Cold Fire (Spiritwalker #2) Page 171
He exhaled as he pressed a hand to his forehead. “No, you’re right. My apologies.”
The sudden way he shifted ground took me entirely by surprise. I looked down at the fists I had made of my hands, let out a breath, and opened them.
“Please let me say what I have been thinking about for days, hoping to have a chance to say to you. I want to tell you the things I should have told you when you asked on the night of the areito. I did know Drake was associated with the general. I did know the general was in the law offices of Godwik and Clutch in Adurnam that morning you came to meet with Chartji. But Bee and I were not there to meet him. We would never have gone to the law offices had we known the most notorious man in Europa would arrive there right after we did. We went to the law offices to see if we could get work with the radicals.”
“That would be the enchanting Brennan Du,” he muttered, hands back to tapping on his thighs.
“It’s sweet when you’re jealous.”
His lips pinched together.
I fought down an urge to jab a little deeper into that soft spot. “We left the law offices because the general was there. You know what happened after that. Bee and I slipped through the well and…and then I washed up on Salt Island. A salter bit me. Drake found me.”
“You left out the shark.”
“The shark attacked before the salter bit me.”
“You traveled straight from the spirit world into the Sea of Antilles.”
“Yes! But it was the Barr Cousins who rescued us, right off the beach, which I have to admit was very adventurous and ever so exciting… Was that a smile?”
“No.” He looked away so I couldn’t see his face.
But it had been a tiny bit of a smile.
“I knew nothing about the plot until after the raid.
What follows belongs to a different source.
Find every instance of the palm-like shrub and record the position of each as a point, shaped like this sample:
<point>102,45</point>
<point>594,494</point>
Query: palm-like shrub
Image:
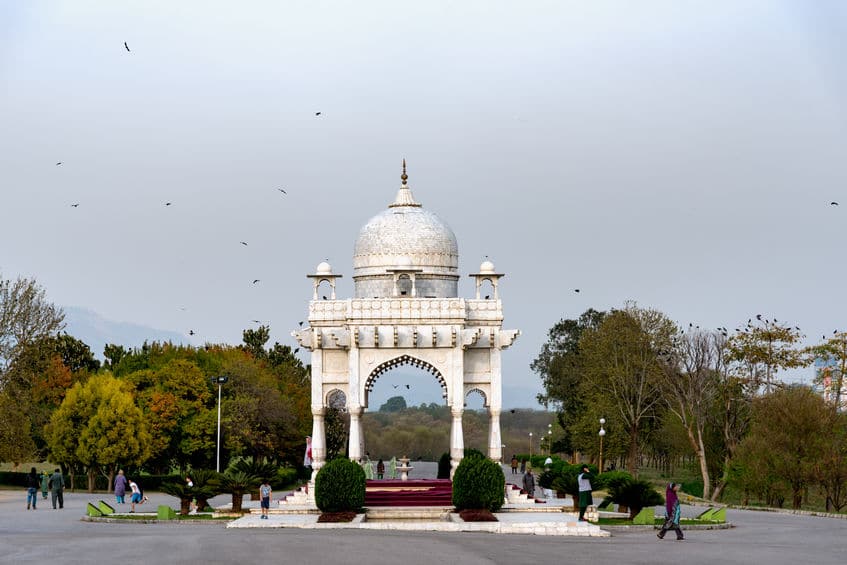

I didn’t know the general was in the Antilles until Drake told me. I didn’t know Bee was with the general until I saw her at Nance’s that night. Camjiata used her dreams to find me on Salt Island. He worked out the whole scheme of rescuing me and dropping me on the jetty as a way to flush you out of hiding. But I didn’t know that’s why I had been dumped there. I didn’t even know you were in Expedition. Yet there you were, at the carpentry yard. And you wore me down. And they sprang their trap.”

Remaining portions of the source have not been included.